The Key Factor Leading to the Breakdown of Relationships
How people communicate with each other is very important and can increase or decrease people's life satisfaction. When unresolved issues remain in these relationships, it often leads to tension, unhappiness, and discord. It's fascinating to see how people deal with these murky connections. Sometimes, instead of directly dealing with problems and solving them, people decide to justify them, and as a result, they cause discomfort and annoyance to the people they are in contact with. These reactions are rooted in emotions, fears, and learned responses and influence people's behaviour in difficult situations. Understanding these underlying reasons sheds light on why people tend to justify problems instead of actively solving them. This tendency to justify can be explained by several convincing reasons:
1-Fear of consequences:
The first step to solving a problem is to accept it, and accepting a problem often requires being prepared to face consequences personally, professionally, and socially. Sometimes people are afraid of facing the consequences of their behavior. This fear, which is caused by the possible consequences or the need for an important change, leads people to justify the issue and avoid solving it, which is called the trap of defectiveness and shame. This trap is often rooted in childhood experiences where the parent's response to the child's mistakes was to reject or punish the child, which underlies these defence mechanisms. Children in this situation learn that admitting a fault or mistake has painful consequences such as humiliation or punishment. As a result, this defence mechanism continues into adulthood and forces people to come up with excuses to escape from shame and torment instead of facing and solving problems.

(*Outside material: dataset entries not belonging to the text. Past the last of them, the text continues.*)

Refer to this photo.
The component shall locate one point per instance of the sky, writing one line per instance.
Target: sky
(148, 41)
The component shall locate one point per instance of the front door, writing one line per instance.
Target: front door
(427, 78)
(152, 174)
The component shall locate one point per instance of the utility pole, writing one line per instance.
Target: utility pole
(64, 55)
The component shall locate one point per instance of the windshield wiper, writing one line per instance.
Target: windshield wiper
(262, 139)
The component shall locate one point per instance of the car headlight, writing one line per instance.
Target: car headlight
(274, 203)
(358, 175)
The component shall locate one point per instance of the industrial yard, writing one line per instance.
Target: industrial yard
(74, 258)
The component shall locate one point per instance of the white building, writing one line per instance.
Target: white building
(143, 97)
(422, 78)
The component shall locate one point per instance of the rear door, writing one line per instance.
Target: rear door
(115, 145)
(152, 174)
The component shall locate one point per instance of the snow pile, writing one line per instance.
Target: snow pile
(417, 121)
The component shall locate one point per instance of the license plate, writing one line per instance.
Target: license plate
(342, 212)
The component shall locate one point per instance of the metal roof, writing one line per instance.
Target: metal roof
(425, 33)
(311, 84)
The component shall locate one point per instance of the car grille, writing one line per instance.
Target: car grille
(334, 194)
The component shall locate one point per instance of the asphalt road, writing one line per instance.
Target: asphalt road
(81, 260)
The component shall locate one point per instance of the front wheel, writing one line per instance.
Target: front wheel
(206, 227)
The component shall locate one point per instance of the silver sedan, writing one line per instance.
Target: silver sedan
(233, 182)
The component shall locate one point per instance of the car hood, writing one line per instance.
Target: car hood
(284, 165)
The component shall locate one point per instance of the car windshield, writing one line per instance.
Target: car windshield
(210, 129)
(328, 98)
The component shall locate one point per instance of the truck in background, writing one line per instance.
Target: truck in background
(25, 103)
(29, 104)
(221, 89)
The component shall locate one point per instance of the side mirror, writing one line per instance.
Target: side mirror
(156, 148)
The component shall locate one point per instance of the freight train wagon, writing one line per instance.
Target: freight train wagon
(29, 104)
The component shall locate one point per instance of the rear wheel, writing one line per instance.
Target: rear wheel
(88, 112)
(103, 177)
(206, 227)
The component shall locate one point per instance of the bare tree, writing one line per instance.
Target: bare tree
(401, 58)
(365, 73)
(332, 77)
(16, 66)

2-Lack of self-confidence:
Acceptance becomes difficult when people lose their confidence in their ability to cope or solve a problem. Self-doubt usually manifests as an unwillingness to admit there is a problem, resulting in a flurry of justifications or excuses. People with low self-esteem believe that admitting a mistake means showing their inadequacy to others. Since this feeling is very painful for people, they try to escape from this situation by not accepting and justifying their mistakes.
3- Not having problem-solving skills:
When some people are faced with a problem, are not afraid to face the consequences, but they have the same reaction because they do not have problem-solving skills. These people are of two categories. The first group feels unprepared to solve it, rather than directly addressing it, they tend to explain or justify it. It's a way to create a temporary shield against a problem, buy yourself time to develop the necessary skills or gather the resources you need to solve it effectively. It's like a stalling or delaying tactic until they feel more capable of taking on the challenge. The second category is people who accept the problem and apologize, but due to their lack of problem-solving skills, they consider justification and explanation as the right way to compensate. Unfortunately, in both groups, relationship problems are not solved, and the relationship breaks down.
Understanding these reasons isn't just a scientific task; it's a crucial guide through the maze of human communication. When we unravel these complexities, we grasp why we often opt for justifying rather than resolving issues. This insight is key to preventing relationship decay, especially in emotional ties. Moreover, tackling issues directly, despite their discomfort, lays the groundwork for healthier connections. This approach demands courage, humility, and a readiness to confront discomfort. It's a transformative journey that not only fortifies relationships but also fosters personal growth. By confronting challenges, we open paths to genuine communication, deeper comprehension, and enduring emotional strength in our relationships.